People more often criticise my refusal to view films which I confidently predict will fail to satisfy me. Among fellow film students I was dubbed naive to avoid what were considered "essential" features of the New Zealand film canon. Too often I heard, "But it's so well done" or, "It's true to life" or the ultimate, "It's something you just have to see".

My response is, ", I don't, 'just have to see' it".

It's all about what you want from a film. If you want to be shocked, to be induced to feel guilt for society, to be discouraged, to be afraid, or to become acquainted with someone's spin on "reality", watch the news. These are not things I want from a film. I skipped each and every Once Were Warriors screening not because I'm in denial, or because I "live in a box"; I skipped them, because it is my choice where I get my dose of "reality", and what I want to feel after being exposed to a film. I don't just "have to" - this is my leisure time, and I know what I want from it.

This has led me to consider what the films I enjoy have in common - because there is plenty they do not.

Be it Bollywood, a small art-house production, foreign, or a product of Hollywood...
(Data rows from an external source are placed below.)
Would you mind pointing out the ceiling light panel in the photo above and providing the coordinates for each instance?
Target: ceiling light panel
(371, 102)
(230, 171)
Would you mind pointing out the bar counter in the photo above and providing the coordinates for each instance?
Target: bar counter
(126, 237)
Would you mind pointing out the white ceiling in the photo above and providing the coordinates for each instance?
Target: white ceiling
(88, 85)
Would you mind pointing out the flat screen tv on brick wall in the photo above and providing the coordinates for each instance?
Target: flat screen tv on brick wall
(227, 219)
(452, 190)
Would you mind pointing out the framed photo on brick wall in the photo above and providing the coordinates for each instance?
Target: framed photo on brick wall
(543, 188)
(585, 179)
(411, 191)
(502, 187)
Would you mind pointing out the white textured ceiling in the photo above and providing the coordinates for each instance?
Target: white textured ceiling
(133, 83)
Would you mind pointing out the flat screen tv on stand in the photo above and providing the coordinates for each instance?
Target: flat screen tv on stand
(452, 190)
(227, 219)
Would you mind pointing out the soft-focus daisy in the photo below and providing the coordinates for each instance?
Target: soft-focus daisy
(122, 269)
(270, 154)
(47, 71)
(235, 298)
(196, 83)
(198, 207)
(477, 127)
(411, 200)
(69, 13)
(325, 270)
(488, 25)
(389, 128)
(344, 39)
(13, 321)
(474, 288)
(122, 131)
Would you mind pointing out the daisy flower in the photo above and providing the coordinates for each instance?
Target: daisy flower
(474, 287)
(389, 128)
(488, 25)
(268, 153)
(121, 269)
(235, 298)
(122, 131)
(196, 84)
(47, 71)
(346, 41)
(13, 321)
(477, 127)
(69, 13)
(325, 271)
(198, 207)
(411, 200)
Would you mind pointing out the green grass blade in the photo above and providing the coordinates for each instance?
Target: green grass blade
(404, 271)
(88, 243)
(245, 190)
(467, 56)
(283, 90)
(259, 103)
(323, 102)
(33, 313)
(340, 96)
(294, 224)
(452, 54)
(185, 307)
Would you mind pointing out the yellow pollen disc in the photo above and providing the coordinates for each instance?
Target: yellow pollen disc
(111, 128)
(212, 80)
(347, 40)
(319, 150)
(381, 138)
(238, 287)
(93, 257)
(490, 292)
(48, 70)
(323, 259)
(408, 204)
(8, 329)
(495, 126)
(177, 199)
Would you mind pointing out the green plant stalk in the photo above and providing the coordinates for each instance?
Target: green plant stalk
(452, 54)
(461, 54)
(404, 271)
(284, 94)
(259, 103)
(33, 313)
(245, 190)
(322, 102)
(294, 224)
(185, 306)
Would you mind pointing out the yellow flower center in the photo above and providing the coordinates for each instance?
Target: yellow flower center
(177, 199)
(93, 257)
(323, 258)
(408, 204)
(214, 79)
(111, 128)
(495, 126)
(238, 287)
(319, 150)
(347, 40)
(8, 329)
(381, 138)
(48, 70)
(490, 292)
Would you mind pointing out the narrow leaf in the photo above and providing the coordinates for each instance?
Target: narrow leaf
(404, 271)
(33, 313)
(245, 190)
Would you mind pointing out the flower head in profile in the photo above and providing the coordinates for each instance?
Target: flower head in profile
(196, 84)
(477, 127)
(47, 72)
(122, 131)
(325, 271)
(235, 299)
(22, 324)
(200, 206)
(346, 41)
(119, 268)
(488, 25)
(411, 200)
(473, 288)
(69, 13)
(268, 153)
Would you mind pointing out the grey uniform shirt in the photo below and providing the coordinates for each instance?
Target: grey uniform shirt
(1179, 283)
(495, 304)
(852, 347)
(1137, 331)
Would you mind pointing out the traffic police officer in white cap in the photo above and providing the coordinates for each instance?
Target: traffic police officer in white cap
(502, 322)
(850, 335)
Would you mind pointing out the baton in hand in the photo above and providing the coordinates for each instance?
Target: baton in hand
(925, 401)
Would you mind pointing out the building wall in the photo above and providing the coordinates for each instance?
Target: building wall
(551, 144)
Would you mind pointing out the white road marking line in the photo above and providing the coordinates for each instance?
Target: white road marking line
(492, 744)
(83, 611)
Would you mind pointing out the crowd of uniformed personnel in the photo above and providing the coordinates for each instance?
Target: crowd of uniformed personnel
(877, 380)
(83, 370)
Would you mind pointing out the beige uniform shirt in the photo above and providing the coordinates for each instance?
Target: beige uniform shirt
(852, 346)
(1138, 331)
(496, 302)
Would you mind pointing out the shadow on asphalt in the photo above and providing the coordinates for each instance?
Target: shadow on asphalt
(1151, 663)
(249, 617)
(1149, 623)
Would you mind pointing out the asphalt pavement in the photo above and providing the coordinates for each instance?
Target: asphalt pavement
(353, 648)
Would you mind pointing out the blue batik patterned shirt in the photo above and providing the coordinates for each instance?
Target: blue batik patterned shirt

At the end of a good film, I will feel...
  • inspired or uplifted. When the credits roll, I like to sigh - either for a feeling of wholesome "goodness", for having a desire to change for the better, or for feeling like I was part of something spectacular; and/or
  • eager to study. Alternatively, as the final songs are played, have me rush to search up on world history, literature, or art - if a film spreads an excited zest for learning, it is worth viewing. I guess you could classify this as another type of "inspiration", but I'm giving it its own bullet.
During a film, I want you, film-maker, to...
  • evoke emotion through an excellent musical score. This is how Cloverfield failed me - I cannot become engrossed in the action of your tale without music, and your PoV personal camera style quite rightly doesn't allow for non-diegetic sound. I can even become fond of extraterrestrial robotic organisms if you'll play a good tune.
  • create suspense by withholding information. Dear Director, If you show me the thing I fear too soon, I am disappointed in you and your storytelling. For example, when I saw the little green men in Signs, dear M. Night, all suspense dissolved. And Mr Lawrence, did you not know the darkness within the bowels of the abandoned buildings of I Am Legend's NYC was terrifying - before I saw a close-up of a creature? Show me less so soon. Make me wait. Similarly, a good romance is made up of ambiguous looks and potential feelings - the less you lay out, the more I care. That final kiss in Emma is so grand because feelings are so long kept quiet (thank you Austen, foremost).
  • avoid offending me. Be tactful, be subtle, be kind. You appreciate that I don't need to see everything to understand a story, and you don't want to insult my intelligence by including everything.